Lütolf sagt aber, dass die starke Werbepräsenz der Schweiz im Ausland nicht nur hinsichtlich ihrer finanziellen Resultate einzuordnen sei: «Tourismusmarketing hat auch viel mit einer allgemeinen Sensibilisierung für die Schweiz als Land zu tun. Das ist der Grund, weshalb öffentliches Geld weltweit in die Landeswerbung einfliesst.» 

Am 16. Februar hat der Bundesrat Stützungs-Massnahmen zu Gunsten der Exportindustrie und des Tourismus bekannt gegeben.

Für die touristische Landeswerbung wird es 2011 und 2012 je 12 Mio. Franken zusätzlich geben.

Das Jahresbudget von Schweiz Tourismus beträgt 83 Millionen, wovon 50 Mio. vom Staat und der Rest von Partnern stammt.

Auch die «Kommission für Technologie und Innovation» (KTI) soll zusätzliche 20 Mio. Franken für 2010 und 2011 erhalten.

Damit können die bestehenden Förderinstrumente zu Gunsten der exportorientierten Industrie besser dotiert werden.

Obschon sich der Tourismus im Inland abspielt, handelt es sich dabei eigentlich auch um einen Exportsektor.

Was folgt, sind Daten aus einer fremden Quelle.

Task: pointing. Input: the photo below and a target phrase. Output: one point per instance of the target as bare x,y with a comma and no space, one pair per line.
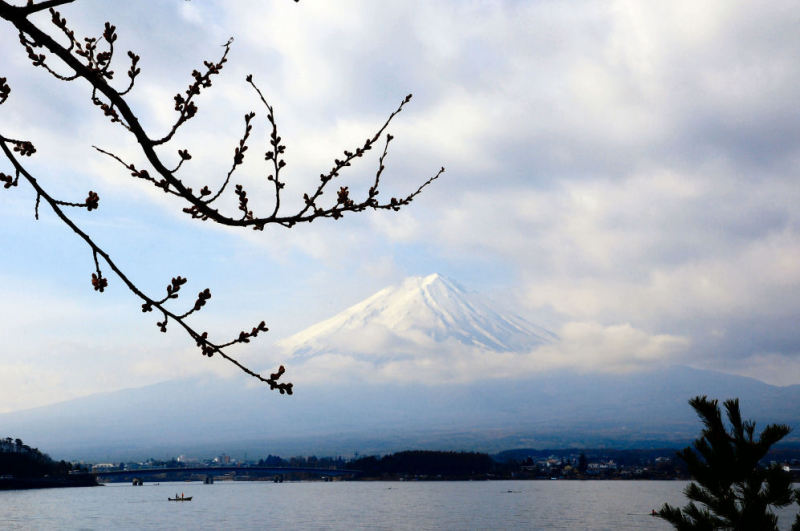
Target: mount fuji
393,337
417,316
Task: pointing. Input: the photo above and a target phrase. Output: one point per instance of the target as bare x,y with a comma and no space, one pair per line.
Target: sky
622,173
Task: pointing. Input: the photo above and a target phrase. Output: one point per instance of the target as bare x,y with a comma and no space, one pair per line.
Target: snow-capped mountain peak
417,315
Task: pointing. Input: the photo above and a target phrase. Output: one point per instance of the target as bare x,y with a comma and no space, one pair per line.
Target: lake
349,505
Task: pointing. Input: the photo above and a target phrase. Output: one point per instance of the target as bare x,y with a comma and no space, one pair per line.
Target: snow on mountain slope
420,315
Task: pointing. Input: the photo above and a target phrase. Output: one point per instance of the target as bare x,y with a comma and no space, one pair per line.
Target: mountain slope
421,314
207,416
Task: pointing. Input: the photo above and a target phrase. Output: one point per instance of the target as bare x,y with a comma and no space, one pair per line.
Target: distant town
418,465
24,467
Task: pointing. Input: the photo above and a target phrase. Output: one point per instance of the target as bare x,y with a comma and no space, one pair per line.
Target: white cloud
583,346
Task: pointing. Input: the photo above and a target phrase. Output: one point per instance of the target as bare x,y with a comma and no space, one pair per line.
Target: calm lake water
349,505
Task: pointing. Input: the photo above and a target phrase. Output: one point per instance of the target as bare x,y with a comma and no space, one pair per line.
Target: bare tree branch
91,59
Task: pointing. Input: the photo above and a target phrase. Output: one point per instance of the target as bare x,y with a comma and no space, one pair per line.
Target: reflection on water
349,505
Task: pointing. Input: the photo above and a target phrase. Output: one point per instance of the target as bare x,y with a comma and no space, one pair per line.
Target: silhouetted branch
99,282
91,59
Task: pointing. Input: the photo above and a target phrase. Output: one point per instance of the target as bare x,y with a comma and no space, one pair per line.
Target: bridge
211,471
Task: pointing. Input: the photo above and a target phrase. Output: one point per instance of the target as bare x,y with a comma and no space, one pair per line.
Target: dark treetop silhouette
736,492
90,59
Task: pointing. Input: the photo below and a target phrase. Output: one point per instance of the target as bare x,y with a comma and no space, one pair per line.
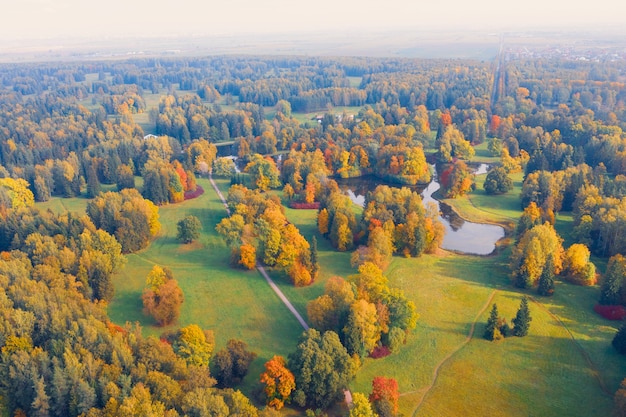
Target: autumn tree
279,382
247,256
521,322
362,331
125,177
188,229
19,195
456,180
200,155
127,215
530,254
224,167
194,345
611,290
497,181
619,400
162,296
361,406
577,268
384,397
379,250
263,172
231,363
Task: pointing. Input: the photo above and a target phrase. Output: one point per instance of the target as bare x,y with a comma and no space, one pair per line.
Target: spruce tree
521,322
546,280
315,265
492,332
619,341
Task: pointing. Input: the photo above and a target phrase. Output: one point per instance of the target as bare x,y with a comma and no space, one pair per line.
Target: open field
565,366
233,303
480,207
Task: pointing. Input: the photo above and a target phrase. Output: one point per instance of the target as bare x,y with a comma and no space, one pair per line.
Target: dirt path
442,362
260,268
594,369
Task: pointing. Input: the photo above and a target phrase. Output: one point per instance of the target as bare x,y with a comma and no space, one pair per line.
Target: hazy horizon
116,19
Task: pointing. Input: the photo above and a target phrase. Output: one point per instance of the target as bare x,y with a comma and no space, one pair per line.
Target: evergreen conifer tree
546,280
315,265
492,332
619,341
521,322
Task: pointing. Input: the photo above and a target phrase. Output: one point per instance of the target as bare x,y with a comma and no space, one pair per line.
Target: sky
37,19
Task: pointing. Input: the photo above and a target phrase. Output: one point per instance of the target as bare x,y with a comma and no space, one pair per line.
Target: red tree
385,395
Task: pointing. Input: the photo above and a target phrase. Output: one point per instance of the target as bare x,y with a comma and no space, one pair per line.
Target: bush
610,312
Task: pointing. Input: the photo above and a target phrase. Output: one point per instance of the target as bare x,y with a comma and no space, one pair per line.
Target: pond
461,235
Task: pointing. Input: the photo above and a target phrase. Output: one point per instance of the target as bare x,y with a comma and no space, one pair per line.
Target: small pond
461,235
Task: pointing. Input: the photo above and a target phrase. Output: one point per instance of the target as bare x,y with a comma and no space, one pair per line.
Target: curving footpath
451,354
260,268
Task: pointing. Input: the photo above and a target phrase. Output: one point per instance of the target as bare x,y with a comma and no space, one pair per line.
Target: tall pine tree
546,280
619,340
521,322
315,265
492,332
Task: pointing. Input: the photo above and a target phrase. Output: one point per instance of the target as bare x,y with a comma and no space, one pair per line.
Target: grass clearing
233,303
565,366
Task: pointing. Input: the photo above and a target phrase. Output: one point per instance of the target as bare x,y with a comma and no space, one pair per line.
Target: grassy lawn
483,155
234,303
565,366
480,207
309,117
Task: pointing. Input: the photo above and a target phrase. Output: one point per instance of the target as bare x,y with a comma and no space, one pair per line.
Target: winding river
461,235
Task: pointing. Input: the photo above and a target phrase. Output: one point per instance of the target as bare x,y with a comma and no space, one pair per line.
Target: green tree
361,406
362,332
385,396
521,322
546,280
125,177
231,363
611,289
322,367
188,229
530,254
619,340
492,332
162,297
263,172
497,181
315,264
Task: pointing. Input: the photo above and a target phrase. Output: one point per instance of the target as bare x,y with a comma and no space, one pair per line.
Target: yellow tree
322,222
279,382
362,332
577,268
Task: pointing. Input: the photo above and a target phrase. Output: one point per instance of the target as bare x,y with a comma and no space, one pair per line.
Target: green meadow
565,366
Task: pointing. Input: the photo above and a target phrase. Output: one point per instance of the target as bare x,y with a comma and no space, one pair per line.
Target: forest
126,282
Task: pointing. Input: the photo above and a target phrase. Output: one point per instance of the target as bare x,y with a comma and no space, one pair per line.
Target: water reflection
461,235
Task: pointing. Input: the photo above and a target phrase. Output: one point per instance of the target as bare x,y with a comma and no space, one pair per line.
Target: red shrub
611,312
193,194
380,352
305,206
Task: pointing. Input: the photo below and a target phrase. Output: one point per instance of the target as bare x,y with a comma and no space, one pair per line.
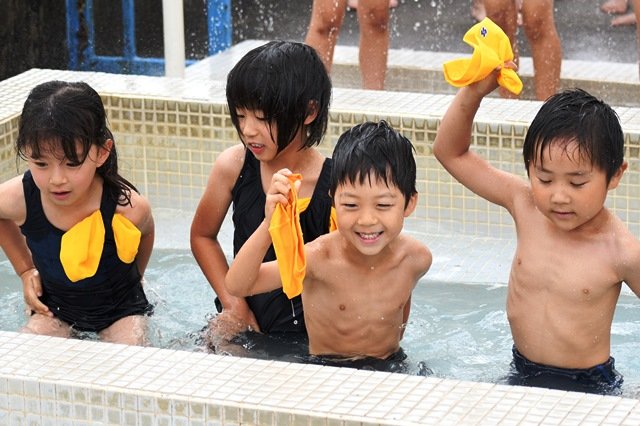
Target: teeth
369,236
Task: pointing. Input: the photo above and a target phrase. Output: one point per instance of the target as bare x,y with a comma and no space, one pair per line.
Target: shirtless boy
358,282
572,253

Denn mehr als die Hälfte der Tourismuseinnahmen fallen in Fremdwährungen an.

Allein mit diesem Anteil platziert sich der Tourismus im Ranking der Exportbranchen als Nr. 3.

Je nach Jahr streiten sich der Tourismus oder die Uhrenindustrie um diesen 3. Platz.

2009 exportierte die Uhrenindustrie Produkte im Wert von über 13 Milliarden.

Insgesamt erbringt der Tourismus im Bereich Gastronomie, Hotellerie, Verkehr und dazugehörigen Dienstleistungen ein Volumen von rund 15 Milliarden Franken.